Der Unabhängige Verwaltungssenat Wien hat durch das Mitglied Dr Wilfert über die Berufung des Herrn Dr Norbert N, vertreten durch RA, gegen das Straferkenntnis des Magistrates der Stadt Wien, Magistratsabteilung 67, vom 8.11.1995, Zl MA 67-RV - 067206/5/1, nach durchgeführter öffentlicher mündlicher Verhandlung, entschieden:

Gemäß § 66 Abs 4 AVG wird der Berufung Folge gegeben, das angefochtene Straferkenntnis behoben und das Verfahren gemäß § 45 Abs 1 Z 1 VStG eingestellt.

Gemäß § 65 VStG hat der Berufungswerber keinen Beitrag zu den Kosten des Berufungsverfahrens zu leisten.

Text

Begründung:

1. Das angefochtene Straferkenntnis hat folgenden Spruch:

"Sie haben am 15.12.1994 um 17.38 Uhr in Wien, R-Platz ggü ONr 4 als Lenker des Kraftfahrzeuges mit dem Kennzeichen W-N folgende

Verwaltungsübertretung begangen:

Abstellen des Fahrzeuges mit allen Rädern auf dem Gehsteig, welcher hierdurch vorschriftswidrig benützt wurde.

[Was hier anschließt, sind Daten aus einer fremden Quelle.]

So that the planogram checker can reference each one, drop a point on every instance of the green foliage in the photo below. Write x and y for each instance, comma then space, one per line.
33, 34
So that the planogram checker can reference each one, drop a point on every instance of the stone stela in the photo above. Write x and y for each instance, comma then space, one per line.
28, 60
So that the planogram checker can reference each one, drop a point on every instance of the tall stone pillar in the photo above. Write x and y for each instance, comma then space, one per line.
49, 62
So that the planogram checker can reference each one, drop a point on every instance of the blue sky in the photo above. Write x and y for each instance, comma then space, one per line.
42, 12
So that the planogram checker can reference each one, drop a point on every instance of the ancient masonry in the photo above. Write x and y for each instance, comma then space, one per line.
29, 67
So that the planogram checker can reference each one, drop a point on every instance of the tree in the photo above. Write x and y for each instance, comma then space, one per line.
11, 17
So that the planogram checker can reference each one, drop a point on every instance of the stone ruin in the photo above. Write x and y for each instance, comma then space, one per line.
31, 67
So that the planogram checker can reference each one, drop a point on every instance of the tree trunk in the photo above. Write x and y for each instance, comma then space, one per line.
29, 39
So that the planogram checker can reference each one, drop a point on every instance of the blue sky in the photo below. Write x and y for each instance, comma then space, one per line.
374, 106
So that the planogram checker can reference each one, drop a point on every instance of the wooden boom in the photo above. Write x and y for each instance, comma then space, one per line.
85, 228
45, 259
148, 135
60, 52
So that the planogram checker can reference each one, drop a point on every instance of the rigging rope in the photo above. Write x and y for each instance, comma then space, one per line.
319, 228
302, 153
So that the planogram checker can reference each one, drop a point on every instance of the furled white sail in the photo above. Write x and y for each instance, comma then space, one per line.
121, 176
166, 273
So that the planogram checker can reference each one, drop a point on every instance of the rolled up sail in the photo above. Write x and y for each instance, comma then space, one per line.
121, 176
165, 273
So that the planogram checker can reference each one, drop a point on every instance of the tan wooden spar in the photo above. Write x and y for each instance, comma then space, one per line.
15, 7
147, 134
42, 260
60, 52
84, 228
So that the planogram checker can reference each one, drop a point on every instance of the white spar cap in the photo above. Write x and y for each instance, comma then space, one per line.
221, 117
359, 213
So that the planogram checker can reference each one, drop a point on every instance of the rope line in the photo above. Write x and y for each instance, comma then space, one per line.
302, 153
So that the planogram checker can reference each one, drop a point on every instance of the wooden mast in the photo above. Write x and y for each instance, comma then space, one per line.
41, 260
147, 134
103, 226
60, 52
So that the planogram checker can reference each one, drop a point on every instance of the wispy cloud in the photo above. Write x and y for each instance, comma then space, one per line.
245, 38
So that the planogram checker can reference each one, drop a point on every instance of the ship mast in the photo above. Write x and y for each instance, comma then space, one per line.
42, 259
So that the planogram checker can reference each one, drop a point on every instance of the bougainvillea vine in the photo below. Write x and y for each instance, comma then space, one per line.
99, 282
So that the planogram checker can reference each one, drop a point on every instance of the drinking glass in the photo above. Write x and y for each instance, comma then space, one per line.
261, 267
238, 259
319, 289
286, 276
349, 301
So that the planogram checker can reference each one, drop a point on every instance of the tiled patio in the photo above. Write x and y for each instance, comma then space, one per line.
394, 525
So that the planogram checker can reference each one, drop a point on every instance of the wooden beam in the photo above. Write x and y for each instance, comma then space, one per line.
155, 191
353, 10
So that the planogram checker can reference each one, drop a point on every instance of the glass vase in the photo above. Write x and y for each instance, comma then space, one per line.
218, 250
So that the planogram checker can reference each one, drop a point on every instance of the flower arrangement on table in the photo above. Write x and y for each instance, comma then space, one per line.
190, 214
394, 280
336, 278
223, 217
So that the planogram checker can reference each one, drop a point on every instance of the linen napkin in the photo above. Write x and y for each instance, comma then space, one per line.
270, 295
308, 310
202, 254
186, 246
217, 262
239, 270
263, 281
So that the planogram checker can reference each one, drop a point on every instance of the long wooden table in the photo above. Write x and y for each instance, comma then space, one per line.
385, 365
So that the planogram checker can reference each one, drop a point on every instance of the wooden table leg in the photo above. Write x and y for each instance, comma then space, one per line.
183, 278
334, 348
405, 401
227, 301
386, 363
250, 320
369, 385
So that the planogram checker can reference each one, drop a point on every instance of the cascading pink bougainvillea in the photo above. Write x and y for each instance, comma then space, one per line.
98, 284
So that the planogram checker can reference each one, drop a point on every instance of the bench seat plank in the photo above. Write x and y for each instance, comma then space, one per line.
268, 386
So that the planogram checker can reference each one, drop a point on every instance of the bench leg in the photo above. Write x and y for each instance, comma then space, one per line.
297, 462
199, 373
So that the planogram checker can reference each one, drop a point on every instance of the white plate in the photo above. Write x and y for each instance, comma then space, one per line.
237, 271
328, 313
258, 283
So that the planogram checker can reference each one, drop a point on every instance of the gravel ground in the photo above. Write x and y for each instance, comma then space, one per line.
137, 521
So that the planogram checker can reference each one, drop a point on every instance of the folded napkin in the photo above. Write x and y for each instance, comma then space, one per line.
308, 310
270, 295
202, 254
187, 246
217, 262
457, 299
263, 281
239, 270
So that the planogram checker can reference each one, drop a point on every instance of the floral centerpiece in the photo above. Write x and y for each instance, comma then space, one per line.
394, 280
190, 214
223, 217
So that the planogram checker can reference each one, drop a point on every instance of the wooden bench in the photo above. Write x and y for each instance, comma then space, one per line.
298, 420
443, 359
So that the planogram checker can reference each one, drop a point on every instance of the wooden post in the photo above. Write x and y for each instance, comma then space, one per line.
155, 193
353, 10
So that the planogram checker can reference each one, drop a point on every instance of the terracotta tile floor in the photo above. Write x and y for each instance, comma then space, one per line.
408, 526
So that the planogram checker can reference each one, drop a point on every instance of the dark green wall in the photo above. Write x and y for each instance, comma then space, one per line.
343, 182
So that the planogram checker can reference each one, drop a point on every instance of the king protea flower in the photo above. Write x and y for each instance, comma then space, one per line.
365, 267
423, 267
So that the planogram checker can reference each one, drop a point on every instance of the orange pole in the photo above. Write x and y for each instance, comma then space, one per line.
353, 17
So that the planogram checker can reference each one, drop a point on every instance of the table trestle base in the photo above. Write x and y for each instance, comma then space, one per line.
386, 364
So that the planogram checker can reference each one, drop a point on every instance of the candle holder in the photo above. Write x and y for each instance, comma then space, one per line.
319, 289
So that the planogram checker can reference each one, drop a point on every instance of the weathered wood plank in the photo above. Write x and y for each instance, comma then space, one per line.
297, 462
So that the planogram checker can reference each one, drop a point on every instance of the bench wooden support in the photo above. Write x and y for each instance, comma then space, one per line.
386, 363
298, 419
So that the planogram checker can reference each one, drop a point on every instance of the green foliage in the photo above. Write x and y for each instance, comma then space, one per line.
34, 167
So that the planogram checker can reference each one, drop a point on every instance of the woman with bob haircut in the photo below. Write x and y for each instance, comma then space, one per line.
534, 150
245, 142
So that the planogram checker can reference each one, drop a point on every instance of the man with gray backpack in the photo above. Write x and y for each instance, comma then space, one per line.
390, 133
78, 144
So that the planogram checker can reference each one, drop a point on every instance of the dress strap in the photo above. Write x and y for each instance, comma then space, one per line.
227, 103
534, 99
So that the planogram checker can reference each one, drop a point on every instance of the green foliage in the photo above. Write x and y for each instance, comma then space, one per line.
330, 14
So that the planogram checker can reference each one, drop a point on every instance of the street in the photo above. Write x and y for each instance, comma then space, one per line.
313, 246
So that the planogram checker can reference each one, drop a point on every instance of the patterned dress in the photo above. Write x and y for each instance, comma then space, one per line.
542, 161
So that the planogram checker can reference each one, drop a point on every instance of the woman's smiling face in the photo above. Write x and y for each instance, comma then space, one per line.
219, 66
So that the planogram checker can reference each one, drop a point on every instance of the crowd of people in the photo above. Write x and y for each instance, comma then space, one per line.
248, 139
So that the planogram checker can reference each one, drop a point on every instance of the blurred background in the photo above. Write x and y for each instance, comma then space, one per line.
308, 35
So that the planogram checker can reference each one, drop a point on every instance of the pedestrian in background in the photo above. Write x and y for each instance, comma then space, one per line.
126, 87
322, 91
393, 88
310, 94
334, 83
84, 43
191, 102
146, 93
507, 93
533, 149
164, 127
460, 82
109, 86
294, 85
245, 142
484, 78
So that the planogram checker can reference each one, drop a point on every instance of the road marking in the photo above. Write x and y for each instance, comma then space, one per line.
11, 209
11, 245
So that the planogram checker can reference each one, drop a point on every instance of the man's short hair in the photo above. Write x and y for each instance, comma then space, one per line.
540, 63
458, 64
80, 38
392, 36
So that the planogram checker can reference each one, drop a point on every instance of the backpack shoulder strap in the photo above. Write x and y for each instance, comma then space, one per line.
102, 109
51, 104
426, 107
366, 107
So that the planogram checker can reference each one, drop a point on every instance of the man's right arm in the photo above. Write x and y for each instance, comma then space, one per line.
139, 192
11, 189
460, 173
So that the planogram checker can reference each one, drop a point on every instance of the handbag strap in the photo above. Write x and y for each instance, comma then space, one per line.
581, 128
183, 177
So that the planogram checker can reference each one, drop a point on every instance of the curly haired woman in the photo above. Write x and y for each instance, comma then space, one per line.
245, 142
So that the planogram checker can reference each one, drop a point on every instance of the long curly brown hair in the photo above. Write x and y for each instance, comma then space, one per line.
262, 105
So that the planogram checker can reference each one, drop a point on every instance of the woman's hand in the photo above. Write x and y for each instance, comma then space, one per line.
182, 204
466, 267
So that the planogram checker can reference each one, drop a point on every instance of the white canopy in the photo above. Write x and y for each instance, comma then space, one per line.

Sie haben dadurch folgende Rechtsvorschrift verletzt:

§ 8 Abs 4 StVO 1960, BGBl Nr 159/1960 idgF

Gemäß § 99 Abs 3 lit a StVO 1960 wird gegen Sie eine Geldstrafe in der Höhe von S 800,--, im Falle der Uneinbringlichkeit 19 Stunden Ersatzfreiheitsstrafe, verhängt.

Ferner haben Sie gemäß § 64 des Verwaltungsstrafgesetzes (VStG) zu zahlen:

S 80,-- als Beitrag zu den Kosten des Strafverfahrens, das sind 10 % der Strafe.

Der zu zahlende Gesamtbetrag (Strafe/Kosten) beträgt daher S 880,--."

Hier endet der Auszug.